In 2010, University of Utah anthropologist and archaeologist Lisbeth Louderback found what looked like potato starch on ancient stone tools from a dig site in Escalante, Utah. In 2013, a particularly good monsoon year, Bruce Pavlik, Director of Conservation at the University of Utah’s Red Butte Garden, recognized a tuber growing wild near the same site, and the team was able to identify the starch. It was from Solanum jamesii,  also called the Four Corners potato, a potato native to the Four Corners area of the Southwestern United States. Though the potato grows wild in the area, this was the first time it was found at the site of a prehistoric settlement – making it the earliest evidence of potato use in North America, dating back almost 11,000 years.

Louderback and Pavlik set out to learn more about the potato’s history and reintroduce it to the modern diet. Pavlik stresses, however, that he and Louderback did not “discover” the potato. It was long known to the Indigenous people of this area, including the Apache, Hopi, Kawaik, Navajo, Southern Paiute, Tewa, Zia, and Zuni peoples. Because the potato doesn’t produce shoots until the summer rains start, it was harvested less in the 19th century, when monsoons diminished over the decades, and gradually fell out of favor. At the same time, it also faced stiff competition from the common white potato, which flooded the market.

Nutritionally Packed Potato

The Four Corners potato is tiny; a dozen of them can fit in the palm of your hand. But it packs a lot of nutrition for its size, with twice the protein, zinc and manganese, and three times the calcium and iron of Solanum tuberosa, the potato that will grace most of our Thanksgiving tables this week. But its value to the Indigenous people who gathered it went beyond food. It’s an important medicine and a part of Indigenous religious ceremonies.

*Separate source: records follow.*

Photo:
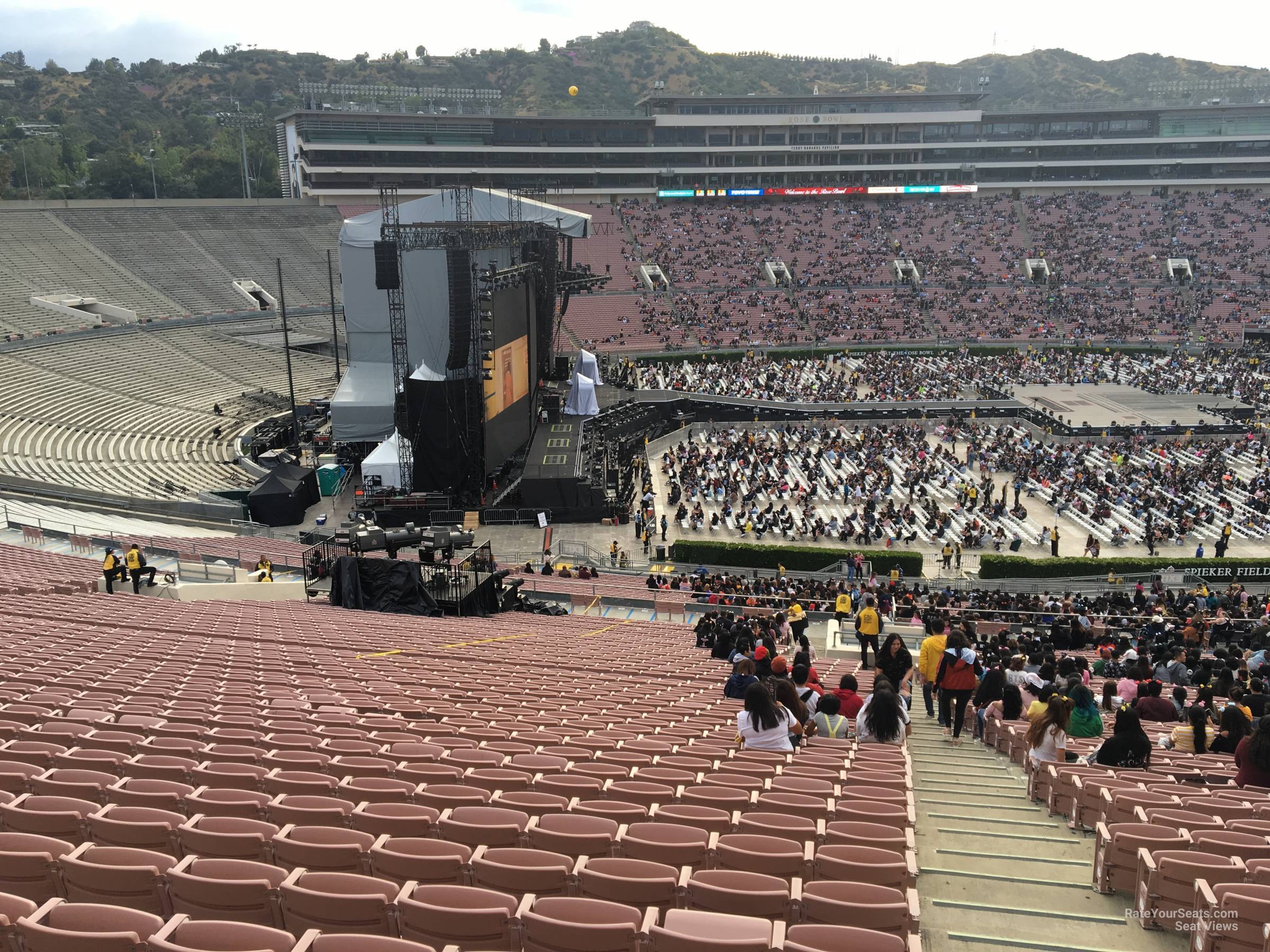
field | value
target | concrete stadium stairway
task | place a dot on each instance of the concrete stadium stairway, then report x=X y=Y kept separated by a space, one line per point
x=999 y=873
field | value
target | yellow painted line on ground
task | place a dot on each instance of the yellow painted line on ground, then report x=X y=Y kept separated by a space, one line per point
x=601 y=631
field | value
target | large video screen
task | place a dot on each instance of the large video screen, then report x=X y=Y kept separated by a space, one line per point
x=509 y=392
x=511 y=379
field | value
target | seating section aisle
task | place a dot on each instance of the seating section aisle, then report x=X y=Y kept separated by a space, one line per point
x=1175 y=839
x=149 y=420
x=39 y=257
x=195 y=254
x=178 y=775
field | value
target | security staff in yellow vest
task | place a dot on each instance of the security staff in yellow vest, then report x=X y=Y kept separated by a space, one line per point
x=112 y=569
x=868 y=629
x=842 y=611
x=137 y=563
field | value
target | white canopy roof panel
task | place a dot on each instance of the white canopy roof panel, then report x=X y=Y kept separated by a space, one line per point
x=488 y=206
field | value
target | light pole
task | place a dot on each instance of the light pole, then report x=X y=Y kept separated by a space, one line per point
x=24 y=172
x=243 y=121
x=154 y=182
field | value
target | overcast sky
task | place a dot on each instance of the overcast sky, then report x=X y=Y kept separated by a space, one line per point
x=74 y=31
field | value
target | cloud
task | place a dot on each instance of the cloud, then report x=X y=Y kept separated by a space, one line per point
x=544 y=7
x=75 y=36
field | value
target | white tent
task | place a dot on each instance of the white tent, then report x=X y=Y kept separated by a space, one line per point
x=488 y=206
x=384 y=462
x=582 y=398
x=587 y=366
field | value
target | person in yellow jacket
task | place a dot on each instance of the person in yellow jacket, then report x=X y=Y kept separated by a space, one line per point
x=841 y=612
x=112 y=569
x=868 y=629
x=265 y=568
x=929 y=663
x=137 y=562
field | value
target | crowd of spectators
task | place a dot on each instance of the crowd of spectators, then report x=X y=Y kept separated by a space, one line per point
x=1106 y=252
x=905 y=484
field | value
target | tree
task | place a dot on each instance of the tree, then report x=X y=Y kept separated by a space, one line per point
x=119 y=175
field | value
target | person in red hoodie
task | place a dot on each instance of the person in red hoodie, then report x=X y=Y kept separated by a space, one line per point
x=846 y=693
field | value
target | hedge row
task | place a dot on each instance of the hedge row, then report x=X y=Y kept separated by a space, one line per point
x=805 y=559
x=999 y=566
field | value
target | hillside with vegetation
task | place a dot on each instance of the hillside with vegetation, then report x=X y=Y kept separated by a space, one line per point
x=124 y=130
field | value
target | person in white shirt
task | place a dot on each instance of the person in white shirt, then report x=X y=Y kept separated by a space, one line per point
x=764 y=724
x=883 y=719
x=1047 y=738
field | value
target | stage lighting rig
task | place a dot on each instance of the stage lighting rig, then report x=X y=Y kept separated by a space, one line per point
x=579 y=278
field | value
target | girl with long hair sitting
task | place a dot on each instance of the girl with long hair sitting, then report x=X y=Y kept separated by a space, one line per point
x=1235 y=727
x=1195 y=734
x=1128 y=744
x=765 y=725
x=883 y=719
x=1253 y=757
x=1086 y=721
x=1047 y=737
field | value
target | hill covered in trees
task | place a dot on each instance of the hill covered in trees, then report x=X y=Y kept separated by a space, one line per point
x=112 y=115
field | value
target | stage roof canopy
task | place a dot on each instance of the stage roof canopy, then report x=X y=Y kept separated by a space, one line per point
x=488 y=206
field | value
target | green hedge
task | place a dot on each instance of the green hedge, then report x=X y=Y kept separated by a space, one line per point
x=999 y=566
x=794 y=557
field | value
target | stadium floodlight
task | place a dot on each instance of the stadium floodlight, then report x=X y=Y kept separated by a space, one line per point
x=243 y=121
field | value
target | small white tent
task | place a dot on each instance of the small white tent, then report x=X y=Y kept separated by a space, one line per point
x=582 y=397
x=384 y=462
x=587 y=366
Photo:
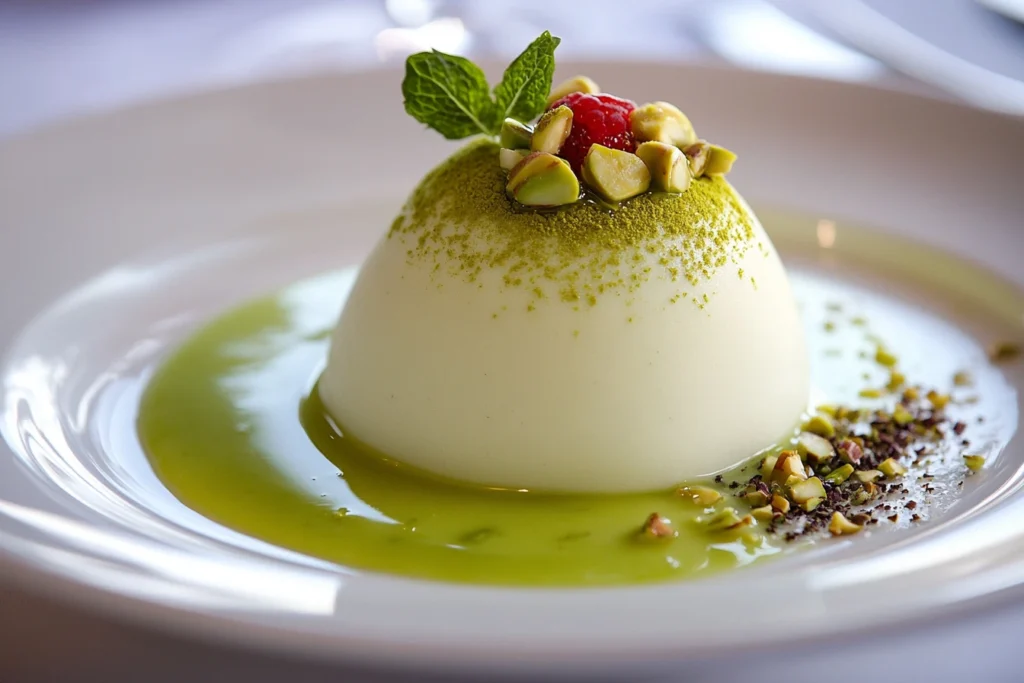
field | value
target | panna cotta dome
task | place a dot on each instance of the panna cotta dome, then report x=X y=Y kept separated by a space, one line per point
x=576 y=350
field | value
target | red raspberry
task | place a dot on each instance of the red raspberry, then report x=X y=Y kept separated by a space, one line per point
x=596 y=119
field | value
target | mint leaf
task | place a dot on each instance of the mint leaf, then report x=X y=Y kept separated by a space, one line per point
x=522 y=94
x=450 y=94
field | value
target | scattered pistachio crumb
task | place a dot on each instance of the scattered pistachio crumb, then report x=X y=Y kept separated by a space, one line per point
x=974 y=463
x=701 y=496
x=657 y=526
x=840 y=525
x=963 y=379
x=891 y=468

It’s also a tough little spud. Solanum jamesii is both disease resistant and frost tolerant. It’s drought resistant, too, a characteristic that’s becoming increasingly important because of climate change. In periods between rains, the tubers remain dormant. It can survive this way for up to 16 years, if necessary, until a good monsoon season comes along. “You can span bad years by having this bank of tubers in the ground,” says Pavlik, “just like a seed bank, but this would be a tuber bank.”

Louderback and Pavlik are working with indigenous communities to return the potato to its original stewards. They use the term “re-matriation” because the women of the tribe were typically the ones who did the gathering and processing, Louderback says. This year, about 30 farmers are raising the potato, mostly on tribal lands.

Indigenous people get first dibs — after all, it’s their potato — but this super potato could soon find its way to many more tables. One non-Indigenous farmer is already growing it to supply restaurants. Eventually, Pavlik hopes, it will be widely available in supermarkets as well as restaurants.

Sharing the Genes

The importance of the Four Corners potato goes beyond its use as food. Its genes are valuable, too. Pavlik explains there are more than 100 species of potato, and the USDA potato gene bank cross-breeds these species to help make them more resistant to disease and drought. Plants in the wild have genetic diversity, and scientists call on that to create more drought-resistant plants or plants that can produce more food using fewer resources, Pavlik explains.  “So this potato is being used, as we speak, to create new forms of potatoes.”

Finding and reintroducing traditional foods is also important because it’s not wise to rely on just a few species or one type of crop; a disease or fungus could wipe out an entire species, explains Pavlik. “Diversifying,” he says, “is really a way of saving the future of our food base.”

And if all that weren’t enough to make Solanum jamesii a hero, it tastes good, too. Louderback says it has an earthy taste, soft on the inside with a crunchy skin. “We put it in soup,” she says, but adds that it would also be good with butter, salt and pepper as a side.